First the blood: The board is about to be reconfigured. A list of those naughty and those nice has been compiled. The board is too unwieldy. Too much information leaks to the likes of me. It is hard to know who to trust. It feels almost Florentine, this whispering and shoving in the piazza. (Okay, okay -- we are in Florence, our favorite city in the world.)
Jude Basile is the new president, and he is aided by his consigliere, Jim Nugent. Both report to Spence, loyal lieutenants to the end, bearing the Thunderhead crest on their souls. Any day now, the board will somehow transfigure itself. There will be no real vote. Instead their will be silent taps on the shoulder and invitations to resign. Nothing public will take place. But in the end one man's will will have reshaped the body: Gerry Spence, who fawns over himself say "But me, me, I am not even on the board." Right.

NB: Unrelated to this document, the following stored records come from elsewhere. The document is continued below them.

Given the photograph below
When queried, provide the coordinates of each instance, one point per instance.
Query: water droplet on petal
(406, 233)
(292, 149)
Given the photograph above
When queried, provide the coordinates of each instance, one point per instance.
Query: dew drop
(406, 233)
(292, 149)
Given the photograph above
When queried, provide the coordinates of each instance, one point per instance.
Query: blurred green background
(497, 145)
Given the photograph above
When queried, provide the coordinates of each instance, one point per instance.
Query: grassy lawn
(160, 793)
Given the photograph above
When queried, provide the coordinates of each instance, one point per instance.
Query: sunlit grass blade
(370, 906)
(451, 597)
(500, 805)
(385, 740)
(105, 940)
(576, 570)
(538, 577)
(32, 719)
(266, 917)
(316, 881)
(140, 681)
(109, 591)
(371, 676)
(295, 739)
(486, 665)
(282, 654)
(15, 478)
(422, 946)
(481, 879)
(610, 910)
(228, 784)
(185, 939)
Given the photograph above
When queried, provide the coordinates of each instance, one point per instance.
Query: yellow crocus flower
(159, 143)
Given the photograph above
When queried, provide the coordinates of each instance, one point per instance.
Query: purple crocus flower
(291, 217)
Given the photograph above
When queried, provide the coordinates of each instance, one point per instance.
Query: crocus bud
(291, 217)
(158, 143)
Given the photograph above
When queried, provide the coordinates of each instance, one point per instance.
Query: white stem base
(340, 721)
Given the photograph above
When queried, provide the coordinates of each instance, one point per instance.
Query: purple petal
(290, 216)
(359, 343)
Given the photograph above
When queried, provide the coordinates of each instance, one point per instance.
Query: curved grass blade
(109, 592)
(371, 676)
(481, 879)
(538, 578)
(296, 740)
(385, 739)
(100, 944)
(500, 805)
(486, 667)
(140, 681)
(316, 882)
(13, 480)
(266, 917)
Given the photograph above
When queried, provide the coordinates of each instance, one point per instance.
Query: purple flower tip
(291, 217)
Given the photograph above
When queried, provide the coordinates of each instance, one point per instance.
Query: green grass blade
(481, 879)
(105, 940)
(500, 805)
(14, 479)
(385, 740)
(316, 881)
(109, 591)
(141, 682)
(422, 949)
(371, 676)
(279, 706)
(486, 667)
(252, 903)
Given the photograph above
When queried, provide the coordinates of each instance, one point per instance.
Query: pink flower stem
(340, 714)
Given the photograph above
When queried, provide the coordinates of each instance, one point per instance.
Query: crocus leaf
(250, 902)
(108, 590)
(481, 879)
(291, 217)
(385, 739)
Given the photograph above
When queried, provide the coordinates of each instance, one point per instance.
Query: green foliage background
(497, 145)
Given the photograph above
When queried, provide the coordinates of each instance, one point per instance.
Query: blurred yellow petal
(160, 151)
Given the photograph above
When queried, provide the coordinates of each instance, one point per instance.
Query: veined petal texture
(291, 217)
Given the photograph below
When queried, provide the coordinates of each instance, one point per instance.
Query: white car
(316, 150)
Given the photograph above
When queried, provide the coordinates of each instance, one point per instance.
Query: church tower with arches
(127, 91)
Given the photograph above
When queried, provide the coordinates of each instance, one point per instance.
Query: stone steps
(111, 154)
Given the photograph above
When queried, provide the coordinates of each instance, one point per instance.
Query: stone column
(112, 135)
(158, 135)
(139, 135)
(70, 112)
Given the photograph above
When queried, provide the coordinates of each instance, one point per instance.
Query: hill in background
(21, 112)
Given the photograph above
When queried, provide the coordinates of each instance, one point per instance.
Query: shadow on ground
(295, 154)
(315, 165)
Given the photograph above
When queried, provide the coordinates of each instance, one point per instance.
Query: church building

And Lorenzo was not the ruler of Florence.
Another subtle sign of deceit?
Recall the fanfare when the new executive director was found? She was not a TLC alum. She simply appeared one fine summer day and her qualifications were such that it became obvious that she and she alone possessed the heart and soul to hold the college together. Funny how she just stumbled along, this stranger to the scene. Within an hour, she had Jude persuaded that she was the right woman for the job. Such charisma.
It turns out she is a former denizen of the law offices of none other than Gerry Spence. Not just she, mind you, but her rabbit, too. The new ED was in Jackson Hole not long ago sizing up a new office for herself. Where else would this office be but in Spence's firm. When she appeared, old hands at the firm who actually practice law, rather than merely preach it, were not happy to see she and the rabbit return. It turns out the rabbit is a destructive little critter. No one wants an office next to rabbit and mom.
I was at the 80/15 celebration when the new ED was presented. It was all smiles and aw shucks, aren't we lucky we stumbled upon just the right person. The fact is an old crony was drafted and sold to the college as a fresh find. And it should surprise no one that this crony is old Spence hand. The alter ego not only owns the ranch, he staffs it with loyalists. There is nothing wrong with that, mind you. But let's not pretend that God works in mysterious ways.
It hurts me to see good friends neck deep in this nonsense.